Modelling the impacts of global multi-scale climatic drivers on hydro-climatic extremes (1901-2014) over the Congo basin

Abstract

The knowledge of interactions between oceanic and atmospheric processes and associated influence on drought episodes is a key step toward designing robust measure that could support government and institutional measures for drought preparedness to promote region-specific drought risk-management policy solutions. This has become necessary for the Congo basin where the preponderance of evidence from few case studies shows long-term drying and hydro-climatic extremes attributed to perturbations of the nearby oceans. In this study, statistical relationships are developed between observed standardised precipitation index (SPI) and global sea surface temperature using principal component analysis as a regularization tool prior to the implementation of a canonical scheme. The connectivity between SPI patterns and global ocean-atmosphere phenomena was thereafter examined using the output from this scheme in a predictive framework based on non-linear autoregressive standard neural network.
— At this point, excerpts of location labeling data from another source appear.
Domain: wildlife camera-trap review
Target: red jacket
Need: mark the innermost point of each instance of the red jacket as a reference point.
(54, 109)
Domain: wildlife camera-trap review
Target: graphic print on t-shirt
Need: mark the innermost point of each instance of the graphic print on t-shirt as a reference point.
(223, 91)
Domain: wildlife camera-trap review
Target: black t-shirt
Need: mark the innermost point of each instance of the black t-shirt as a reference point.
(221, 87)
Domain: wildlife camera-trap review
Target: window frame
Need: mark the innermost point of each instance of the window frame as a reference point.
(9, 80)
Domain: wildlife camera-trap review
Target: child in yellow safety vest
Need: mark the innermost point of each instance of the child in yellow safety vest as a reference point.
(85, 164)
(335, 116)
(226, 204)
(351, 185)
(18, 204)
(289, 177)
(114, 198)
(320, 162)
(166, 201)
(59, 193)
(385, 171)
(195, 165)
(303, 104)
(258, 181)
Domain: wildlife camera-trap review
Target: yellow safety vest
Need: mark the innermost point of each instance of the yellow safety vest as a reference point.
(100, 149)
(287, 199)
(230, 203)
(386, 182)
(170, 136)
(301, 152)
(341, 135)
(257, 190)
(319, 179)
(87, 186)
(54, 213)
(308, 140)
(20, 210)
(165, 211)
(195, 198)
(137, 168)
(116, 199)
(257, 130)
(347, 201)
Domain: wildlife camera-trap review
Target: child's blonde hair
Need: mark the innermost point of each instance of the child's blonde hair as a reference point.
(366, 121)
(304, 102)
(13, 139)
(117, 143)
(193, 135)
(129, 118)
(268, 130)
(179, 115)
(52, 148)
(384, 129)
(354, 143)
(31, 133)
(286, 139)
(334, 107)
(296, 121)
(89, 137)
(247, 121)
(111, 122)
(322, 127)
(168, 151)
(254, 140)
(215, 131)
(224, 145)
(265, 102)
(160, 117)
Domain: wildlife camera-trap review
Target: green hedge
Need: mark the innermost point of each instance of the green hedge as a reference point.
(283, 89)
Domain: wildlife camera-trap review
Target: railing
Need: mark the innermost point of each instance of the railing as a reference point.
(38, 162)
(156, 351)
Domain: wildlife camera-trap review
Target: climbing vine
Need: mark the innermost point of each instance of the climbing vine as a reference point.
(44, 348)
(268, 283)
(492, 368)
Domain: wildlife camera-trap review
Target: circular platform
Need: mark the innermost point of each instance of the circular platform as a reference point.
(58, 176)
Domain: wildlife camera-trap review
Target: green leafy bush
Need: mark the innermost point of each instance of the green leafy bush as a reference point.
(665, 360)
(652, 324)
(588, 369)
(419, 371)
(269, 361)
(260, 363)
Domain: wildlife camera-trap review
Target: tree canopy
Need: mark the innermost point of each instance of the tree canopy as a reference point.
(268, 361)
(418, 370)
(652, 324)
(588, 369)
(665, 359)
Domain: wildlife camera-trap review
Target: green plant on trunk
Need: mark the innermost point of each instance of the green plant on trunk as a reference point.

The Congo basin is shown to have been characterized by persistent and severe multi-year droughts during the earlier (1901–1930) and latter (1991–2014) decades of the last century. The impacts of these droughts were extensive affecting more than 50% of the basin between 1901 and 1930 and about 40% during the 1994–2006 period. Analysis of the latest decades (1994–2014) shows that relative to the two climatological periods between 1931 and 1990, the Congo basin has somewhat become drier. This likely contributed to the observed change in the hydrological regimes of the Congo river (after 1994) as indicated by the relationship between SPI and runoff index (r = 0.69 and 0.64 for 1931–1990 and 1961–1990 periods, respectively as opposed to r = 0.38 for 1991–2010 period). Pacific ENSO influences large departures in precipitation (r = 0.89) but prediction skill metrics demonstrate that multi-scale ocean-atmosphere phenomena (R2 = 84%, 78%, and 77% for QBO, AMO, and ENSO, respectively) significantly impact on hydro-climatic extremes, especially droughts over the Congo basin.